1. A rational Medicines Policy for Europe Danielle Bardelay Medicines in Europe Forum HAI Seminar - The Hague 18 November2004

2. Therapeutic advance ? « The practices of the pharmaceutical industry and regulators blurr the distinction between genuine therapeutic advance and mere innovation » –(ISDB - International Society of Drug Bulletins - Declaration on therapeutic advance in the use of medicines Paris 15 -16 November 2001) -

3. A clear difference between: newly marketed substance, or indication, or formulation, etc. industrial innovation (chemistry, biotechnology) therapeutic advance : « a new treatment that benefits the patient when compared to existing options » –(ISDB Declaration) -

4. 23 years of independent rating of 2871 new drugs (by La revue Prescrire) Bravo : 0,24 % A real advance : 2,68 % Offers an advantage : 7,56 % Possibly helpful : 15,85 % Nothing new : 66,63 % Not acceptable : 2,79 % Judgement reserved : 4,25 %

5. Convergent analysis US National Institute for Health Care Management : 76 % of new drugs classified as non-priority for review by the FDA Canadian Patented Medicine Prices Review Board : just 6 % breakthrough medications The content of reviews on new drugs published by La revue Prescrire and the Swedish Medical Product Agency bulletin is broadly similar (Int J Risk & Safety in Medicine 2004)
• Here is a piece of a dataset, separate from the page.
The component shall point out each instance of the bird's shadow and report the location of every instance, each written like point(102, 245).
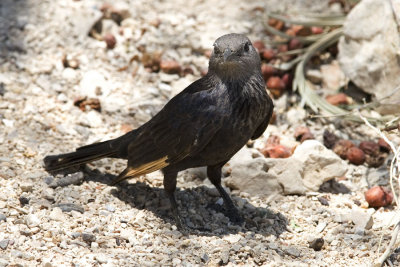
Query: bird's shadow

6. Concerns with cost prices of 12 new anticancer drugs approved by the European medicines Agency between 1995 and 2000 (Garattini S British Medical Journal 2002) : –3 to 350 times as much as reference drug –for « few or non substantial advantages over existing preparations »

7. Concerns with safety triazolam story fenfluramin - phentermin story amineptine story cerivastatin story rofecoxib story (+ valdecoxib, parecoxib, etc.) SSRI antidepressants story next ?… new antidiabetics, or anticoagulants, or immunosuppressants, or Ritaline°... ?

8. Dramatic lack of : adequate comparative evaluation : – no idea of the added therapeutic value transparent pharmacovigilance : – no real prevention of side effects prevention of medication errors : – no proper use of drugs primary prevention to limit risk factors : – little success in disease limitation

9. Priority to relevant evaluation pre-marketing evaluation –because post-marketing means uncertain (FDA statistics on fulfilment of conditions) comparative evaluation –versus best available option (at right dose, etc.) (WHO report on Priority Medicines) focused on benefits and on risks

10. Areas for priorities rare diseases : the Orphan Drug Regulation is already here. A survey on fairness of its implementation is needed. pediatric diseases : the coming Regulation may help for small groups of children. But other groups already have too many drugs. elderly, pregnant women, patients with renal failure, etc. require specific evaluation

11. Areas for priorities (continued) cancer, multiple sclerosis, Alzheimer disease, severe viral infections : their severity is not an excuse for poor evaluation. acute and chronic pain : also not an excuse for the extremely poor current evaluation. groups of old useful drugs : require additional evaluation (for ex : on doses) but companies are not interested (for ex : diuretics). drug utilization studies.

12. Priority to pharmacovigilance transparency of agencies, access to data, visibility of decision making attention paid to patients direct reporting visible implementation of decisions (warnings, cautions, etc.)

13. Priority to prevention of medication errors not all errors are linked to dangerous professional practices safer packaging, relevant and understandable patient leaflets are needed (Council of Europe working group) promotional biased patient « information » pushed by companies is not needed

14. Priority to primary prevention diabetes, obesity, cardiovascular diseases, lung (and other) cancers in Europe will not disappear with help of more new drugs nutritional, environmental, infectious, primary prevention is the priority (WHO Strategy 2004) cost of prevention campaigns and cost of drug reimbursement should be compared

15. Restoring confidence more and more patients and health professionals consider drug agencies and health authorities as unreliable the Dutch Presidency initiative is an opportunity for restoring confidence : –choice of research priorities –attribution of financial support –follow up of supported research – should be fully transparent

16. Medicines in Europe Forum will closely follow up this initiative on priority medicines hopes that patients needs will be seriously considered hopes that neglected diseases more frequent outside Europe will really be considered and thanks HAI warmly for this seminar which raises patient oriented priorities.